根元に潜り込もうとする♀ 根元に落ちた小型の♂(ピンボケで失礼)


日の暮れた森の道を帰るために、再び歩き出す。周りの暗さに不安がさらに募ってくるが、慣れると何ともなくなってくるだろうか。 幸い、ブローニュの森の名物の、娼婦に出くわすことはなかったが。

歩きながら、まだほんの少し明るさの残る空をできるだけ見上げるようにしていた。かのユーロミヤマ(Lucanus cervus)は、 ここブローニュの森でも飛んでいるのであろうか。森の中の車道沿いに外灯が連なっているが、蛾も含めて虫が集まっている気配はない。 しかし、森の暗闇から車道に出た場所で、大型の甲虫が一頭だけ飛翔しているのを目撃した。捕まえるべくもなかったが、一体何だったのだろう。 飛翔している姿からして、おそらくはウスバカミキリ(の近縁種)だったのではないか。

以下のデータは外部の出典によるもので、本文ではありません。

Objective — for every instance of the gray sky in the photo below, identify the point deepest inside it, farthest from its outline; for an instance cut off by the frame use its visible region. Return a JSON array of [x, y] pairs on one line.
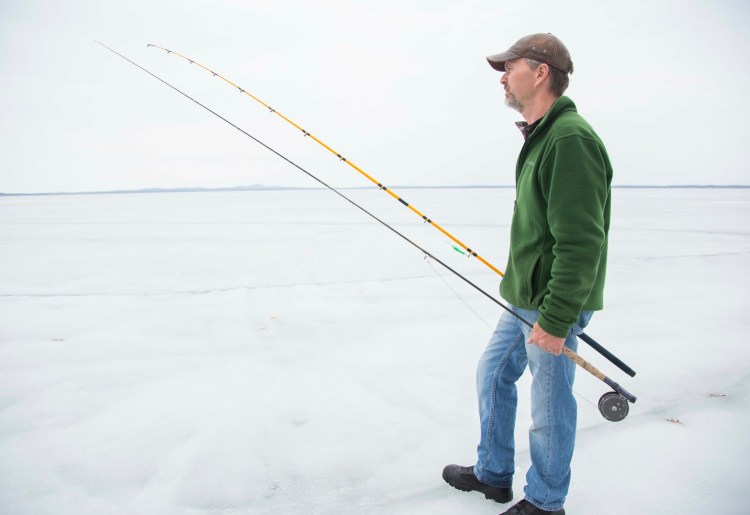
[[401, 88]]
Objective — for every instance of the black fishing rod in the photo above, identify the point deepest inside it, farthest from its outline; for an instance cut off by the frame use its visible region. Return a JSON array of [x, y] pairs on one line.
[[612, 405], [586, 338]]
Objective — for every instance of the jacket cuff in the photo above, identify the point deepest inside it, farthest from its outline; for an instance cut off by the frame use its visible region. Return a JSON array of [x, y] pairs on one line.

こうしてパラレリを追いかけている間も、 実はミヤマのことも常に頭の片隅に入れてあるのだが、ブローニュの森を結構歩き回っていても、死骸の一部分を含めてミヤマの生息を 示す手掛かりは全く見かけていない。

次に、Cポイントへ。既に相当暗くなっていたこともあり、予想どおり、数ある小さな洞からパラレリが幹の上に出てきていた。 樹液にペアで付いているところも発見。結局、2♂♂3♀♀を幹の上で採集できた。この木は、昼間は採集に全く適していなくても、 暗くなってから来れば、かなり期待できる木のようだ。


[パラレリのペア]

樹液にペアでつくパラレリ


   
[パラレリ♀] [もう一頭の♀]
   
幹の上の♀ ここにももう1頭


さらに、Aポイントにも立ち寄ってみる。樹液の出は今一つというところだったが、それでも根元に1♀見つかった。1♀ずつとはいえ、 この木では連日の採集となり、なかなかの好ポイントなのかもしれない。

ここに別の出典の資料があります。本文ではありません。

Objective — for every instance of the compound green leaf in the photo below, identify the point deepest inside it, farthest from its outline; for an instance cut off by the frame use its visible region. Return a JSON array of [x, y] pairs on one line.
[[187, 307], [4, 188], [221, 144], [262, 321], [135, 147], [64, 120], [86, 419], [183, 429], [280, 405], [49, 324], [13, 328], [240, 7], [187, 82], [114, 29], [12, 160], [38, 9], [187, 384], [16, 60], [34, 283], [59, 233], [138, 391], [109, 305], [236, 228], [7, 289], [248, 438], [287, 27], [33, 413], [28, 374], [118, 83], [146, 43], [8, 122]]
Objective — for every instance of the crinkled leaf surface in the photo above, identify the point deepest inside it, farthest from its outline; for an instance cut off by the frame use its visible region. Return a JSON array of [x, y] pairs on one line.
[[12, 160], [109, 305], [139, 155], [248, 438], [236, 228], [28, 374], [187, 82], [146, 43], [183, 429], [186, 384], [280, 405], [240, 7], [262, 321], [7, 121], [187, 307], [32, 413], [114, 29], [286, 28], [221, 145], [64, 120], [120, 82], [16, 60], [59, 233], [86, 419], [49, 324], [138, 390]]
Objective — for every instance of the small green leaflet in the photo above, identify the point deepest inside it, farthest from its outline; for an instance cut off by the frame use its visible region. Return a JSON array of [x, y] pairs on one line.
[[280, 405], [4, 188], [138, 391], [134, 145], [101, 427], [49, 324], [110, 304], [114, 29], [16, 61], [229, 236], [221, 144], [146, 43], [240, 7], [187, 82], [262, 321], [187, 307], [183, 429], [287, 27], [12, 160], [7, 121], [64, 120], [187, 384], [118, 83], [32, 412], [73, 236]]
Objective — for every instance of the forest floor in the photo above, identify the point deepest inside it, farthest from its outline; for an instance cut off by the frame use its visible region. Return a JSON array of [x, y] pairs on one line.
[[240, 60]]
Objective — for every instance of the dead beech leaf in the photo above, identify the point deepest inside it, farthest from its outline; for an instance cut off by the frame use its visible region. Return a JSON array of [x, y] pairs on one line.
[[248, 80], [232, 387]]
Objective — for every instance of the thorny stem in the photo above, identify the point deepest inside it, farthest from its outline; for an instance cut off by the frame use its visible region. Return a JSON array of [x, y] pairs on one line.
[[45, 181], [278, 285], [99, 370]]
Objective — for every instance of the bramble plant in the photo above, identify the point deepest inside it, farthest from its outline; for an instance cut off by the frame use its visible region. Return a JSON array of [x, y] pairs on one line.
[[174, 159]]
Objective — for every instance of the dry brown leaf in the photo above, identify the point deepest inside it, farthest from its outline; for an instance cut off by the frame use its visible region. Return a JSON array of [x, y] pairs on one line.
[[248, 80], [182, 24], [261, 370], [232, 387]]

これで、3日間合計で4♂♂9♀♀採集できたことになる。パラレリは夜行性で、夜間にナラの樹液に集まることが 明らかになった。これはコクワと同様であるが、前述したとおり、どうもコクワよりも夜行性(あるいは警戒心)が強いように 感じる。この結論の当否についても、今後の観察に委ねられることであろう。



5.終わりに

何事につけても、第一印象や最初に閃いた直感といったものが、非常に大切であると思う。この採集記は、パリに到着してから まる2日少々というごく短い間の体験をまとめたものであるが、それであるが故に、自分としての新鮮な印象を書き記すことができた のではないかと思っている。そのとりあえずの結論が、「パラレリはコクワだ」というのだから、内容は何ら変哲のないものと なってしまったが、それこそが紛れのない第一印象であったことは確かだ。

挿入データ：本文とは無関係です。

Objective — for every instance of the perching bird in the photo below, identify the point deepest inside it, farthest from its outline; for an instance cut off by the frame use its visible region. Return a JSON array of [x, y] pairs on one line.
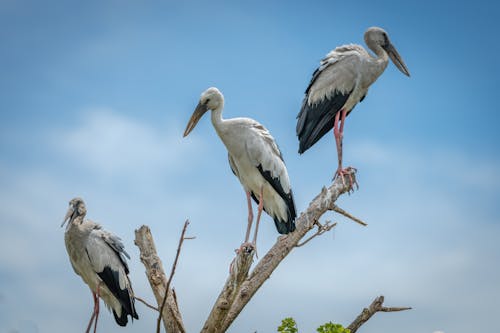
[[255, 159], [98, 257], [338, 84]]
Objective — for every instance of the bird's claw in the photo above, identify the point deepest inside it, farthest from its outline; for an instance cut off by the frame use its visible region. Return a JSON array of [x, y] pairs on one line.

しかし、東京都市部のような昆虫不毛地帯でも、コクワが見られることで嬉しくなってしまうことがしばしばある。 パリにパラレリが棲息していることが確かめられたことは、これからのパリ生活のスタートとして、 昆虫採集に希望の鐘を鳴らしてくれる上々の出来事であったことには間違いない。